崖からバンジーしてもらったトレントさんたち、もしかしたら死んでないのかな? それなら良いけど、魔結晶やドロップアイテムがあったんだよね――。
「精霊召喚も中級になったし、女神様の加護もいただいたし、レベルだって上がってたのに――」
「じゃあ、レベル上がってどれくらい成長したのか確かめなきゃね! 」
ボクは小5なエルフを押し倒してボディチェック中だ。
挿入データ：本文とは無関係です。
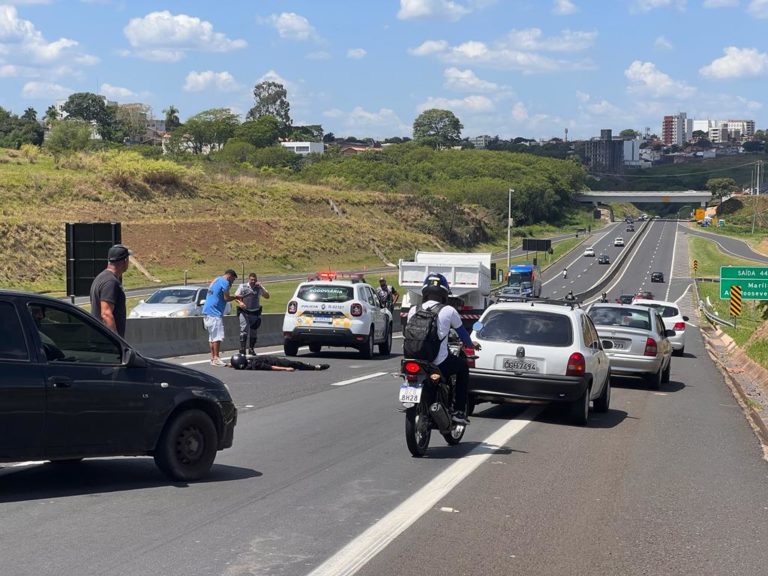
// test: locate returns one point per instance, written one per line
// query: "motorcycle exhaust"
(440, 416)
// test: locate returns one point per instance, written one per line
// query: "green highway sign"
(750, 289)
(744, 272)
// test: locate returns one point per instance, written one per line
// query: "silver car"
(173, 302)
(639, 341)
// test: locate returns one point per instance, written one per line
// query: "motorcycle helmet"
(239, 361)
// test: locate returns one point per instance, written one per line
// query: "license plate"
(410, 394)
(520, 365)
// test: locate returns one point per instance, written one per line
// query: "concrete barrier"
(165, 337)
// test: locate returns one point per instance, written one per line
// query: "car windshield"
(527, 327)
(173, 296)
(609, 316)
(326, 293)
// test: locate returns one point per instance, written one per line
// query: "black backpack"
(421, 340)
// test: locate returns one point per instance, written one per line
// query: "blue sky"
(368, 68)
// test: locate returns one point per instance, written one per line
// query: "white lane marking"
(362, 549)
(359, 379)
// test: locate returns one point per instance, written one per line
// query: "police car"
(335, 309)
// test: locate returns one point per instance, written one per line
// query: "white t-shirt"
(447, 318)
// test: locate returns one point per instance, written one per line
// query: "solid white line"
(362, 549)
(359, 379)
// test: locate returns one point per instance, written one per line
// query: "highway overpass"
(660, 197)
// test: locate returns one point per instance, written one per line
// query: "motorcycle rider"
(435, 291)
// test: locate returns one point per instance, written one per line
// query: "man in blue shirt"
(213, 312)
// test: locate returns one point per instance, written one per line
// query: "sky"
(368, 68)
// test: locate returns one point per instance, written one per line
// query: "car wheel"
(603, 402)
(654, 380)
(578, 410)
(290, 348)
(386, 347)
(187, 446)
(366, 350)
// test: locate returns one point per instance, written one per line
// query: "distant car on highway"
(173, 302)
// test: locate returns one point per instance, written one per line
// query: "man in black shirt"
(107, 294)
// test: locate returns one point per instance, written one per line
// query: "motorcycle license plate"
(520, 365)
(410, 394)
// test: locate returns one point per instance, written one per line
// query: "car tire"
(602, 403)
(366, 350)
(385, 348)
(578, 410)
(290, 348)
(187, 446)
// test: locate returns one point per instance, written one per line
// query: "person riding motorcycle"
(435, 291)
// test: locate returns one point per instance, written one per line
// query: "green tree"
(209, 130)
(261, 132)
(271, 99)
(437, 129)
(68, 136)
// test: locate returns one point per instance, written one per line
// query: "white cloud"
(470, 104)
(356, 53)
(115, 92)
(163, 36)
(467, 81)
(564, 8)
(648, 5)
(737, 63)
(209, 80)
(661, 43)
(291, 26)
(436, 9)
(758, 8)
(45, 91)
(646, 80)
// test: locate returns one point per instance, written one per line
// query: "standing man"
(107, 294)
(387, 294)
(213, 312)
(250, 313)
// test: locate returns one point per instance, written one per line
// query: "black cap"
(118, 252)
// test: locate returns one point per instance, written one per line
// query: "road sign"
(750, 289)
(735, 305)
(744, 272)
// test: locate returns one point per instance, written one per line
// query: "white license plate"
(410, 394)
(520, 365)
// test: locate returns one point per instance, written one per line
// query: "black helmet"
(239, 362)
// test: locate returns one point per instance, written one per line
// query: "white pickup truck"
(468, 274)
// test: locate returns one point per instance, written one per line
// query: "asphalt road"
(320, 479)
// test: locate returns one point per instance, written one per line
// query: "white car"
(540, 351)
(673, 320)
(173, 302)
(329, 311)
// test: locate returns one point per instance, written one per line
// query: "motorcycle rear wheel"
(418, 429)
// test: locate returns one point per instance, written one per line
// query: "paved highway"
(320, 480)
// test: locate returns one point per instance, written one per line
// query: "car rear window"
(527, 327)
(326, 293)
(620, 317)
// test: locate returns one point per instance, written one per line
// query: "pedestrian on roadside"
(250, 315)
(107, 294)
(213, 312)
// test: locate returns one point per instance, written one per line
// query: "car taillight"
(576, 365)
(411, 367)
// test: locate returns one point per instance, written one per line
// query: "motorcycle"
(427, 398)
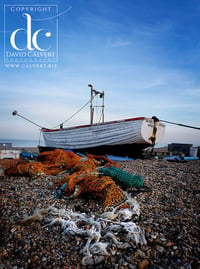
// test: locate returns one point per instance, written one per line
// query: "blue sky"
(144, 54)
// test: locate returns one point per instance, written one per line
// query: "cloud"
(117, 43)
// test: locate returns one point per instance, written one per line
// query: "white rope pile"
(99, 231)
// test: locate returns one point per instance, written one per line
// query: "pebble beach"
(169, 216)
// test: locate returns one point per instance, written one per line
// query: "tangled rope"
(83, 175)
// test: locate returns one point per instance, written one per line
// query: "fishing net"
(102, 187)
(82, 177)
(122, 177)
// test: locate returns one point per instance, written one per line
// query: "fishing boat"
(126, 137)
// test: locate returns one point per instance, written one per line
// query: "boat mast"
(93, 94)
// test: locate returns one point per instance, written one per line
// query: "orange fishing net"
(84, 176)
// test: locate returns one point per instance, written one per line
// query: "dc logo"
(31, 38)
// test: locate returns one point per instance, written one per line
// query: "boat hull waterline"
(120, 136)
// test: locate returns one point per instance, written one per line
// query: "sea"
(23, 143)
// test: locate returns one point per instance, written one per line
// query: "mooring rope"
(72, 115)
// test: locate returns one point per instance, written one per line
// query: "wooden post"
(93, 94)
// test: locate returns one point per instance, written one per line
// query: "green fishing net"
(122, 177)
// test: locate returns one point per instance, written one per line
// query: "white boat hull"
(109, 134)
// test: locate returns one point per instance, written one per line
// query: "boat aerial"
(126, 137)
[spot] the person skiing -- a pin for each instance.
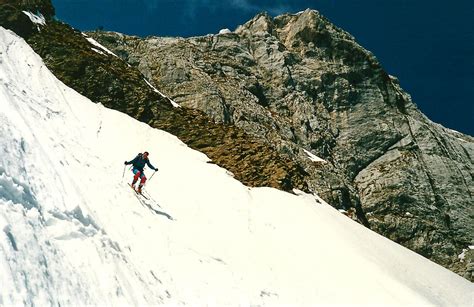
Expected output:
(139, 163)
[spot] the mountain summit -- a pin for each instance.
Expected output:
(74, 233)
(288, 102)
(304, 86)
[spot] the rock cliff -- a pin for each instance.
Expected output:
(302, 85)
(267, 100)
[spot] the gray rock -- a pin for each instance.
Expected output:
(299, 83)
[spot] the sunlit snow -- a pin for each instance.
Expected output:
(74, 233)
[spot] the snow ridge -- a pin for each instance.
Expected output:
(73, 232)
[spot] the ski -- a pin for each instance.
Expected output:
(138, 193)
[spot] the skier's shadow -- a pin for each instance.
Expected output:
(144, 203)
(159, 212)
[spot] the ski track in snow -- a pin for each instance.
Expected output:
(74, 233)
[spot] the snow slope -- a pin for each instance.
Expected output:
(73, 232)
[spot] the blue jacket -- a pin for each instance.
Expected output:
(139, 163)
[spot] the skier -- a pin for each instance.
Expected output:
(139, 163)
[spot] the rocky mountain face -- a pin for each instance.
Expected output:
(107, 79)
(260, 100)
(300, 84)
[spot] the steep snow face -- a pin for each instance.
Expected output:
(73, 232)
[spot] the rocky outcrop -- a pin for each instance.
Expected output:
(301, 85)
(105, 78)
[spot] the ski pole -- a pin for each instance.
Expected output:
(152, 176)
(124, 167)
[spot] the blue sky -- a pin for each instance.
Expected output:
(428, 45)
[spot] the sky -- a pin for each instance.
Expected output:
(427, 44)
(74, 233)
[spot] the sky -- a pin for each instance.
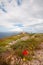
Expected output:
(21, 15)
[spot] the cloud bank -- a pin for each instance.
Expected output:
(21, 15)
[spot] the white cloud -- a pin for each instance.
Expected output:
(28, 14)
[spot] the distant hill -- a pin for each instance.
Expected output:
(6, 34)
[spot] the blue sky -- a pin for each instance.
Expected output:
(21, 15)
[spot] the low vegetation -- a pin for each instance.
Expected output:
(31, 44)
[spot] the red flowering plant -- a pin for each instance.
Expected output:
(25, 54)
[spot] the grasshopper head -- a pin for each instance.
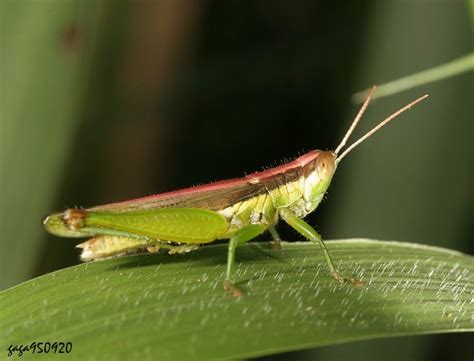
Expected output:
(326, 165)
(66, 224)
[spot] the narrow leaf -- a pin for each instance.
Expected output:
(173, 307)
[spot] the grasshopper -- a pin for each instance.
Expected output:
(237, 209)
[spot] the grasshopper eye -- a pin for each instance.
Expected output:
(325, 165)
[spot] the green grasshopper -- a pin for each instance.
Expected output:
(238, 209)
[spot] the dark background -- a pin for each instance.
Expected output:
(105, 101)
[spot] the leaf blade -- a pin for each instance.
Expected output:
(175, 307)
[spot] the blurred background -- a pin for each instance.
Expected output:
(103, 101)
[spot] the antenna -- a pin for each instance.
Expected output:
(378, 127)
(356, 120)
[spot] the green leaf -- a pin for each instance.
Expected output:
(173, 307)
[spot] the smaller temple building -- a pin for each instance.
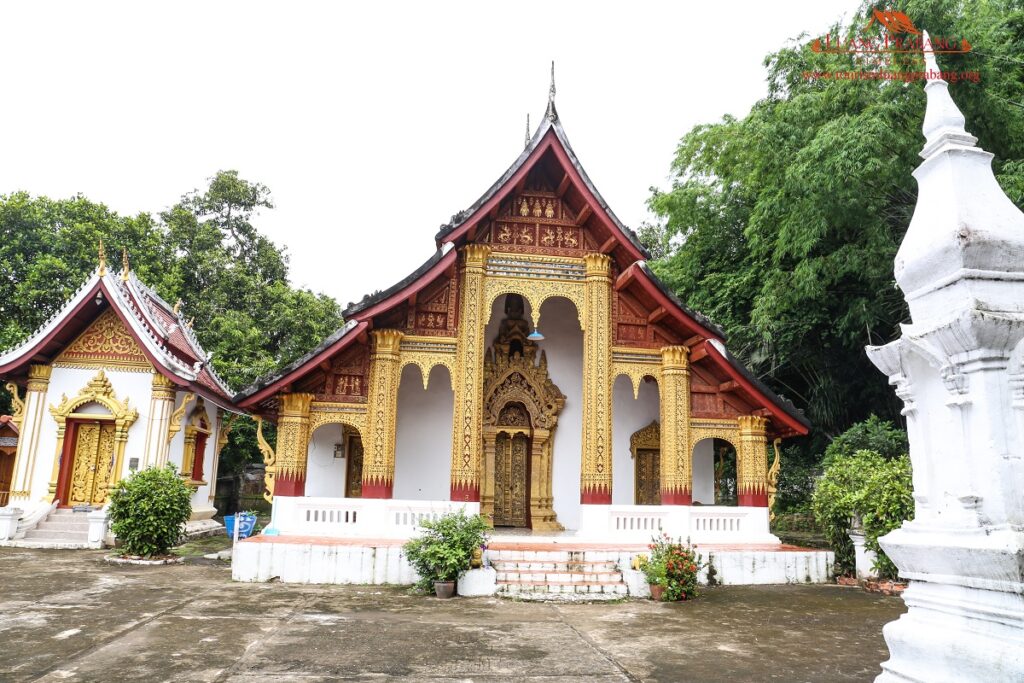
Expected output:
(116, 381)
(535, 370)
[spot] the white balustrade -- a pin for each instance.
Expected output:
(354, 517)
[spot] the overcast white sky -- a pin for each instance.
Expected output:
(372, 124)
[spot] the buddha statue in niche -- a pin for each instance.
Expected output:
(512, 333)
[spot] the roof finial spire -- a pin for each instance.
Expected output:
(552, 114)
(102, 259)
(944, 122)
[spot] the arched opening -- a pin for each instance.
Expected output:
(423, 437)
(715, 472)
(630, 415)
(87, 461)
(334, 463)
(197, 436)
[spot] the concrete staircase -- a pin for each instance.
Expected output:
(61, 528)
(582, 574)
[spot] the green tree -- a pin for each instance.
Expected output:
(205, 251)
(782, 225)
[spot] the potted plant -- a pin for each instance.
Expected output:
(147, 512)
(246, 521)
(444, 549)
(653, 571)
(673, 569)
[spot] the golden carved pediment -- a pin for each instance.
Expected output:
(520, 378)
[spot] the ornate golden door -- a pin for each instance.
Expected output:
(648, 473)
(511, 479)
(353, 470)
(91, 463)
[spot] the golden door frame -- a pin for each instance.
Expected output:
(645, 438)
(518, 380)
(97, 390)
(199, 424)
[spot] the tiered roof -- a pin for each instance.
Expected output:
(549, 154)
(161, 332)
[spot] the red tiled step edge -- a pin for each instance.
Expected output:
(557, 547)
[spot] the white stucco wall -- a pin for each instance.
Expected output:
(423, 437)
(134, 386)
(704, 471)
(629, 415)
(563, 344)
(325, 473)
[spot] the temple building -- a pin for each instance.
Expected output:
(114, 382)
(534, 367)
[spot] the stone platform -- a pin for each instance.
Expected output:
(524, 564)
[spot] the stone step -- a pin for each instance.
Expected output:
(572, 565)
(553, 555)
(560, 577)
(61, 525)
(555, 588)
(44, 535)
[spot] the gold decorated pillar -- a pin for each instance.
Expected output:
(293, 442)
(158, 426)
(595, 479)
(752, 461)
(467, 420)
(677, 474)
(382, 403)
(31, 423)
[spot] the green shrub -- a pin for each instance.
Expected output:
(445, 547)
(873, 434)
(867, 484)
(673, 565)
(148, 509)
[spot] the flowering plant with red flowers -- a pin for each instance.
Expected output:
(681, 564)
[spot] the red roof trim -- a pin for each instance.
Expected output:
(27, 356)
(414, 287)
(655, 292)
(549, 140)
(778, 414)
(271, 389)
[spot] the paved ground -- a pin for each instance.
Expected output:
(68, 615)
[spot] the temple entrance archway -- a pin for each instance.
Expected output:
(334, 465)
(715, 479)
(520, 412)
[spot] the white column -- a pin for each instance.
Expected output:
(960, 370)
(161, 407)
(28, 441)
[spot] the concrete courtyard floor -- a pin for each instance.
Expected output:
(68, 615)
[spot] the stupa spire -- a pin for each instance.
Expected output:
(964, 225)
(944, 123)
(101, 271)
(552, 113)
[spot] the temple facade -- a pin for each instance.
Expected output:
(532, 366)
(114, 382)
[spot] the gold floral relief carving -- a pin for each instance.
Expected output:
(269, 461)
(596, 475)
(174, 425)
(104, 343)
(16, 403)
(97, 390)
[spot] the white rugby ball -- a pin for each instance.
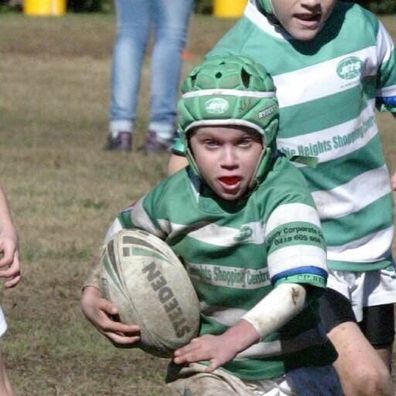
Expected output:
(149, 285)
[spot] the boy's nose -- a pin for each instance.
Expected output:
(229, 158)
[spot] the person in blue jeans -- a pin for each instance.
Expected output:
(136, 19)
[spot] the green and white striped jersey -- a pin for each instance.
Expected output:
(328, 89)
(236, 252)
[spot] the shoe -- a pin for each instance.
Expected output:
(154, 144)
(122, 142)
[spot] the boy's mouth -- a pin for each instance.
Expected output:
(230, 180)
(310, 18)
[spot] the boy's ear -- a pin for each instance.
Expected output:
(266, 6)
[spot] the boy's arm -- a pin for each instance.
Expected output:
(9, 262)
(101, 312)
(276, 309)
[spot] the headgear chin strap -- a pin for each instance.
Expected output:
(266, 6)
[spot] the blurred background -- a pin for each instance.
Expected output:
(202, 6)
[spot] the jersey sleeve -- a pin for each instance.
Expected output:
(386, 81)
(296, 247)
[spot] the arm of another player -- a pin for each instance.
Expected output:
(271, 313)
(9, 262)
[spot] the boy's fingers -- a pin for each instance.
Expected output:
(13, 282)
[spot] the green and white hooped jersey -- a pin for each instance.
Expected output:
(236, 252)
(328, 89)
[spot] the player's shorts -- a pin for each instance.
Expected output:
(307, 381)
(363, 297)
(3, 323)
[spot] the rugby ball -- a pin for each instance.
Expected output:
(149, 285)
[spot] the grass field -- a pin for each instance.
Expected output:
(65, 190)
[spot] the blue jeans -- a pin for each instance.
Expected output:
(169, 20)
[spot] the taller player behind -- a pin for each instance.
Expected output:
(242, 220)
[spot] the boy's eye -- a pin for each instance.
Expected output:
(245, 142)
(211, 143)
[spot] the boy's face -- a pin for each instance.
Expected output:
(227, 157)
(303, 19)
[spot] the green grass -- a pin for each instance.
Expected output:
(65, 190)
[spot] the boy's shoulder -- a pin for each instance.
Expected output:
(355, 13)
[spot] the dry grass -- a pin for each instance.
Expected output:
(65, 190)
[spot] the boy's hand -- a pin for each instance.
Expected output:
(9, 261)
(218, 349)
(100, 311)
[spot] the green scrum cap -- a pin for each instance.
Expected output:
(230, 90)
(266, 6)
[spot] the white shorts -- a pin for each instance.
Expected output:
(364, 289)
(3, 323)
(308, 381)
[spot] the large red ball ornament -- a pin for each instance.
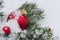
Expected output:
(11, 16)
(6, 30)
(23, 22)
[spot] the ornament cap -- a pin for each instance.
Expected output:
(24, 12)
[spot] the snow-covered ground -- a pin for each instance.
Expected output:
(51, 7)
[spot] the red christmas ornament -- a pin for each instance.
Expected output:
(23, 22)
(11, 16)
(6, 30)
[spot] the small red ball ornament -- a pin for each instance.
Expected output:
(6, 30)
(11, 16)
(23, 22)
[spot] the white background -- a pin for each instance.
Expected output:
(51, 7)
アユナちゃんはくすぐられてキャッキャ叫びながら座席から転げ落ちる。このエルフっ娘、5年後には世界一の美少女になるんじゃない?
「だめですよ、リンネちゃん! アユナちゃんが泣いちゃ――ひゃんっ!? 」
「メルちゃんもあたしと同級生とは思えないくらいの発達振りよね! 神様ぁ~差別はいけないよ? 片方ちょうだ~い!」
チロル行きの馬車の中は黄色い笑い声で賑やかだ。いつもこんなに楽しい旅なら良いのになぁ。
「あのぅ……僕たち……男性陣も居るんですが……」
馭者のティミーさんが赤面状態になっていた。この状況、声を聞くだけでも興奮するでしょ。
「ティミーよぉ、小さな女の子を見て赤くなってたって、アリスちゃんに言っちゃうぜ? 」
「アリスさんに? どういうことですか? 」
「あぁ、リンネは寝てたから知らんのか。ティミーはエンジェルウィングのアリス団長と婚約したんだぜ? 」
「え~~っ!? 」
この世界に来て既に15日目――たくさんの出会いがあった。出会いは偶然が何乗にも掛け合わさって生まれる奇跡だと思う。もしも運命の糸が目に見えたなら、奇跡を奇跡だと感じられず、出会いも味気ないものになってしまうのかなぁ。だからこそ、こういう嬉しい驚きは、とても新鮮で、貴重で――心から大切にしたいよね!
「婚約? じゃあ、私はリンネちゃんと結婚する! 」
「リンネちゃんは私の婚約者だからだめです! 」
「あははっ! リンネちゃんモテモテだね! じゃあ、あたしも参戦しちゃうぞぉ~! 」
みんなに抱き付かれた! ヤバい、柔らかい! なけなしの男心という名の理性が崩壊しそう! このパーティなら美少女コンテストで表彰台独占できるよ、きっと!
[メルがパーティに加わった]
[アユナがパーティに加わった]
[レンがパーティに加わった]
★☆★
朝5時にヴェルデを発ったボクたちは、夕方にはニンフと出会った町を臨む丘を通り過ぎた。早ければ明日の昼頃には目的地チロルへ到着する予定だ。
頂き物のサーベルを装備したレンちゃんがことのほか強く、メル&レンの青赤コンビが次々に魔物を倒していった。ここまでで既に上級2、中級18、下級80匹以上を討伐している。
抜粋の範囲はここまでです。